Republicans counting on Obamacare’s unpopularity to deliver them a win in November seem likely to face disappointment. An honest look at the package shows it’s masterfully designed to deliver a lot of meaningful favors to groups likely to reward Democrats at the polls in November. In particular, senior citizens and middle class families all get immediate benefits while the important costs and externalities resulting from the package won’t take place for some time. Democrats are right to think that people will like the package.
Let’s begin with the well-organized senior-citizen population. Seniors taking advantage of the Medicare drug benefit get an immediate and tangible handout thanks to Obamacare: $250 as a cash rebate to help pay drug costs. Combined with some pharmaceutical industry price cuts and an ongoing generic drug price war that Wal-Mart sparked, seniors’ already falling out-of-pocket drug costs will fall even more before November. And at least some people will vote for Democrats as a result.
Middle class families get even more. In fact, the plan’s new rules relating to children's coverage and lifetime maximum benefits will instantly alleviate many anxieties that most middle-class families feel about healthcare. By letting children stay on their parents’ healthcare plans until age 26, hardly anyone with children will have to worry about his or her new college graduate getting healthcare. Rules that forbid healthcare providers from excluding children with pre-existing conditions will impact only a few but they will produce a lot of heart-warming stories about children whose families no longer have to worry about potentially bankrupting medical costs. The immediate elimination of lifetime coverage maximums, likewise, means that almost no seriously ill person with employer-provided family health insurance will have to worry about exhausting benefits. Finally, new high risk pools -- a temporary measure until exchanges begin operating in 2014 — will make coverage a lot easier to get for sick people with decent incomes.

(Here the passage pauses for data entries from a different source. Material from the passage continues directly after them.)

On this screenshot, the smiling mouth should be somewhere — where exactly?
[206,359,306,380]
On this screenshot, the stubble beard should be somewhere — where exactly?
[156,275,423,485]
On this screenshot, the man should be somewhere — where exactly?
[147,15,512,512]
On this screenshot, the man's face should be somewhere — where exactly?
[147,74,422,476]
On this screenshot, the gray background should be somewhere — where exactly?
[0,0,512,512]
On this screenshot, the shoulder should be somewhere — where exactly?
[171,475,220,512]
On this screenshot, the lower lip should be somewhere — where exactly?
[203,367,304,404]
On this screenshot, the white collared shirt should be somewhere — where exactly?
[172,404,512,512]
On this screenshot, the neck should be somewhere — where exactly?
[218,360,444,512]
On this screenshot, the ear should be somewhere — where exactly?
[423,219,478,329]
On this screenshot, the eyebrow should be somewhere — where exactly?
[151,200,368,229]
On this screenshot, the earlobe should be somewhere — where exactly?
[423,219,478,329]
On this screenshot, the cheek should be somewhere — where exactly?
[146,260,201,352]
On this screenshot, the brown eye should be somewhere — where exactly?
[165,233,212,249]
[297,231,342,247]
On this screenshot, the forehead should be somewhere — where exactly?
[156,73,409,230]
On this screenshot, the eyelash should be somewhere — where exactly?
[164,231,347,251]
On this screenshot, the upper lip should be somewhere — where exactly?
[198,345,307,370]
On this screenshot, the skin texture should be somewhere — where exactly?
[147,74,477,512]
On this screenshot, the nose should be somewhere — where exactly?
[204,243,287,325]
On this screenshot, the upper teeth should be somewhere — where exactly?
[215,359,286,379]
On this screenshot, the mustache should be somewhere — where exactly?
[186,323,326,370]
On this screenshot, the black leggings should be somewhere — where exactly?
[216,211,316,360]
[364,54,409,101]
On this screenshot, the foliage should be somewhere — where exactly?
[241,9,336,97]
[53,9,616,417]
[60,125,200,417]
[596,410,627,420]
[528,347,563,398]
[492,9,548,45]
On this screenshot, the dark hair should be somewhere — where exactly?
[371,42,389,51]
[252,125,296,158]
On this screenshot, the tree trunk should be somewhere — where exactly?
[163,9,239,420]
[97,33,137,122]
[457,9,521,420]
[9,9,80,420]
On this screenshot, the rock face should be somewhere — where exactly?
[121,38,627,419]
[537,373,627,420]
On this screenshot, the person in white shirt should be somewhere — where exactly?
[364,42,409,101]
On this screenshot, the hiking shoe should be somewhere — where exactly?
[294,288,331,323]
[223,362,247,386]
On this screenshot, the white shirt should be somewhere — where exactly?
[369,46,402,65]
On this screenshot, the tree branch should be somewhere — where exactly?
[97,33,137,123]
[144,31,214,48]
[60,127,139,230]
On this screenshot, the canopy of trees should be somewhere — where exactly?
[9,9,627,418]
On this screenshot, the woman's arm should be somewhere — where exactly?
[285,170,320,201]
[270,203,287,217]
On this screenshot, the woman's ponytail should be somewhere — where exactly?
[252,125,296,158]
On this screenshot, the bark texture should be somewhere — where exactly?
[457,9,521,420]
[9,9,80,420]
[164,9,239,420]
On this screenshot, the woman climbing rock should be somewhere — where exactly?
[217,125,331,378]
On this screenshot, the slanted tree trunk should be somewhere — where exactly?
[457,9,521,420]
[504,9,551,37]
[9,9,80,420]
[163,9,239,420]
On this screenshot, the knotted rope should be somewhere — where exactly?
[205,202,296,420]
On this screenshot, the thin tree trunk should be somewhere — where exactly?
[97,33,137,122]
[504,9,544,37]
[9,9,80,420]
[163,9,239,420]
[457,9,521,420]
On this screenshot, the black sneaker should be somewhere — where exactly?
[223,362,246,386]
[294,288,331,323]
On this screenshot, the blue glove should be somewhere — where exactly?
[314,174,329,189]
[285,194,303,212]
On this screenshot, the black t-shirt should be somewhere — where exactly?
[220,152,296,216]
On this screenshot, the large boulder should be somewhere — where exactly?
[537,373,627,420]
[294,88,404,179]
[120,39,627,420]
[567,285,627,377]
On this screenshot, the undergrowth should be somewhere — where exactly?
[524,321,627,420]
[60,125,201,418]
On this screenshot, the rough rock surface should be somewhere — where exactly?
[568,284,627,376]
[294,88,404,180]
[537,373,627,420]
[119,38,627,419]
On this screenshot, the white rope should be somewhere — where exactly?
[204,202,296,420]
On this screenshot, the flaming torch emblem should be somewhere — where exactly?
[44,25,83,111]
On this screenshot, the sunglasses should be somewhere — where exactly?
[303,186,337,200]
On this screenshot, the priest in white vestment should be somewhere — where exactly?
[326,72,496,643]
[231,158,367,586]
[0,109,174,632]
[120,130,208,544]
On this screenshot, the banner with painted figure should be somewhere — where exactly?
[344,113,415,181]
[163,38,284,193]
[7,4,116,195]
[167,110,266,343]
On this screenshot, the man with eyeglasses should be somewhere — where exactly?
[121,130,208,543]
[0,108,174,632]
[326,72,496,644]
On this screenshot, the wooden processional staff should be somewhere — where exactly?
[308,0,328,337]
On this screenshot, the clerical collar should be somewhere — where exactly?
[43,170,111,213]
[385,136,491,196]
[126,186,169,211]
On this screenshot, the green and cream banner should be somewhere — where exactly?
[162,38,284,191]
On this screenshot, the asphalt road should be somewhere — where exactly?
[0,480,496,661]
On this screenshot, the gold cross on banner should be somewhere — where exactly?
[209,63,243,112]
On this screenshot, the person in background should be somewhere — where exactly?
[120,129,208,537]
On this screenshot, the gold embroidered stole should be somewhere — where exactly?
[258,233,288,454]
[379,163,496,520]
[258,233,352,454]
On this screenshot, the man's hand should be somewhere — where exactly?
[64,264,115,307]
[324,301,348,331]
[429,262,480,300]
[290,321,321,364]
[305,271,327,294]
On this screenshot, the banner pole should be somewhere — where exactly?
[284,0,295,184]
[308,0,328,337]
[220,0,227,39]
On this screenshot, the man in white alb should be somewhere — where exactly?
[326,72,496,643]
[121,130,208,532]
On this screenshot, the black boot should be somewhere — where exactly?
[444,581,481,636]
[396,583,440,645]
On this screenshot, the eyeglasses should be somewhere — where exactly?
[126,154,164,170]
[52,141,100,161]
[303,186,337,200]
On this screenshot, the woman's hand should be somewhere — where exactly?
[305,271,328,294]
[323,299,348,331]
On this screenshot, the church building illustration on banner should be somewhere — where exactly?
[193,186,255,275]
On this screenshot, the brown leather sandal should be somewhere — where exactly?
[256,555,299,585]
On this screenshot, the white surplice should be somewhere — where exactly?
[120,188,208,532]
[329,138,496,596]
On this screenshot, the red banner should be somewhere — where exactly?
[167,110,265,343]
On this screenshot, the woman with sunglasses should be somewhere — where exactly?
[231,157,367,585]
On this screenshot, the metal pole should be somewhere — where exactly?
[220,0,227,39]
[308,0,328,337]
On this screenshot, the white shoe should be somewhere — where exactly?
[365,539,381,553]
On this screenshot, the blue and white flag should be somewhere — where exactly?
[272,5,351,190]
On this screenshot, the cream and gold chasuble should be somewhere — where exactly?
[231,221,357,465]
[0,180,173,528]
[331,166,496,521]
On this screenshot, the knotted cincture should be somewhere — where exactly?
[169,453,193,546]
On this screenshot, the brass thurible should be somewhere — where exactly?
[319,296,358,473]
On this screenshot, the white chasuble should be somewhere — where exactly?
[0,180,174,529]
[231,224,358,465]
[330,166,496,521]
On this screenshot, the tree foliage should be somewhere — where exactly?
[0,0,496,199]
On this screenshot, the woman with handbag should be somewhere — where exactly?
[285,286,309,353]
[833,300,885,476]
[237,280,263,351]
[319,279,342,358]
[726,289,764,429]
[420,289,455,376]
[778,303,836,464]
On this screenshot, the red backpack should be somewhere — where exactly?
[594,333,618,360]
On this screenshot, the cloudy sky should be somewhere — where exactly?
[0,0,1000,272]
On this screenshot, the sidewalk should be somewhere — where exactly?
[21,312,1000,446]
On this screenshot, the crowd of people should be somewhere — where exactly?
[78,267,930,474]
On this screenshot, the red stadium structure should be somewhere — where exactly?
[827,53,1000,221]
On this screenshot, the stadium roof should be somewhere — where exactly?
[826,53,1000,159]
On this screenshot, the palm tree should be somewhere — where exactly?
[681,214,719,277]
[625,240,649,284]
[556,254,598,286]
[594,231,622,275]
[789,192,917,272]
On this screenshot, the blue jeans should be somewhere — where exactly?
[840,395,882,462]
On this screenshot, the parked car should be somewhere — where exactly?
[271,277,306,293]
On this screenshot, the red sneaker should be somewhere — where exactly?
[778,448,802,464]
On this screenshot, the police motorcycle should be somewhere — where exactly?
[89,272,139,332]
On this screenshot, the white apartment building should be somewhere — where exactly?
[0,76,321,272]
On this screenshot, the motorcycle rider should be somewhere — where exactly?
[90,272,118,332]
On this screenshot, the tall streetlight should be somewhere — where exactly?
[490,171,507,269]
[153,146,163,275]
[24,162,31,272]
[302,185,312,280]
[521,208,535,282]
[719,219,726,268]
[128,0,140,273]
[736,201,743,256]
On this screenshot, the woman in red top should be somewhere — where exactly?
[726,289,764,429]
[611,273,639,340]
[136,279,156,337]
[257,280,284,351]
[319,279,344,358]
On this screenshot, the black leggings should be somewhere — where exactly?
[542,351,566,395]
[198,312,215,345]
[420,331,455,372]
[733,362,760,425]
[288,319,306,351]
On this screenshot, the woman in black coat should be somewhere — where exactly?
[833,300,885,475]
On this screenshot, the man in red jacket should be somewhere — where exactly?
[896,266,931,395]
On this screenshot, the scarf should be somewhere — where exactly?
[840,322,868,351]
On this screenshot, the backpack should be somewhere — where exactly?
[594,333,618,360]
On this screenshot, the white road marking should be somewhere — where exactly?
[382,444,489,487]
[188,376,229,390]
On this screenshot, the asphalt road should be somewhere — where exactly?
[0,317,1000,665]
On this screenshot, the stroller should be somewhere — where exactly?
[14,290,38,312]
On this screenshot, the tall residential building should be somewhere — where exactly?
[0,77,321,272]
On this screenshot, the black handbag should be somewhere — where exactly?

Republicans can’t legitimately call for the repeal of any of this: nearly all of the immediate changes are consensus measures that they incorporated into their own healthcare plans. Even better for Democrats, very few will have short term costs. Higher taxes, the potential of waiting lists, and some employers’ decision to drop coverage and the like won’t happen until 2014 or after. The one immediate tax from the plan — a 10 percent levy on indoor sun-tanning — seems unlikely to cause much public anger since, obviously, the tanning industry and its customers didn’t mount an effective campaign against its imposition.
None of this means that Obamacare is good policy. The program is still a big government takeover of the healthcare industry that may diminish the quality of healthcare. I’ll benefit but others may lose. The short term changes, furthermore, seem calculated to get votes by catering to get them from people who have anxiety about medical costs rather than helping those — lower-income single people, small business owners, laid-off workers in their 50s — who have the fewest options under the current system.
Politically, however, the Democrats are right. Once people understand the plan, many Americans will like it.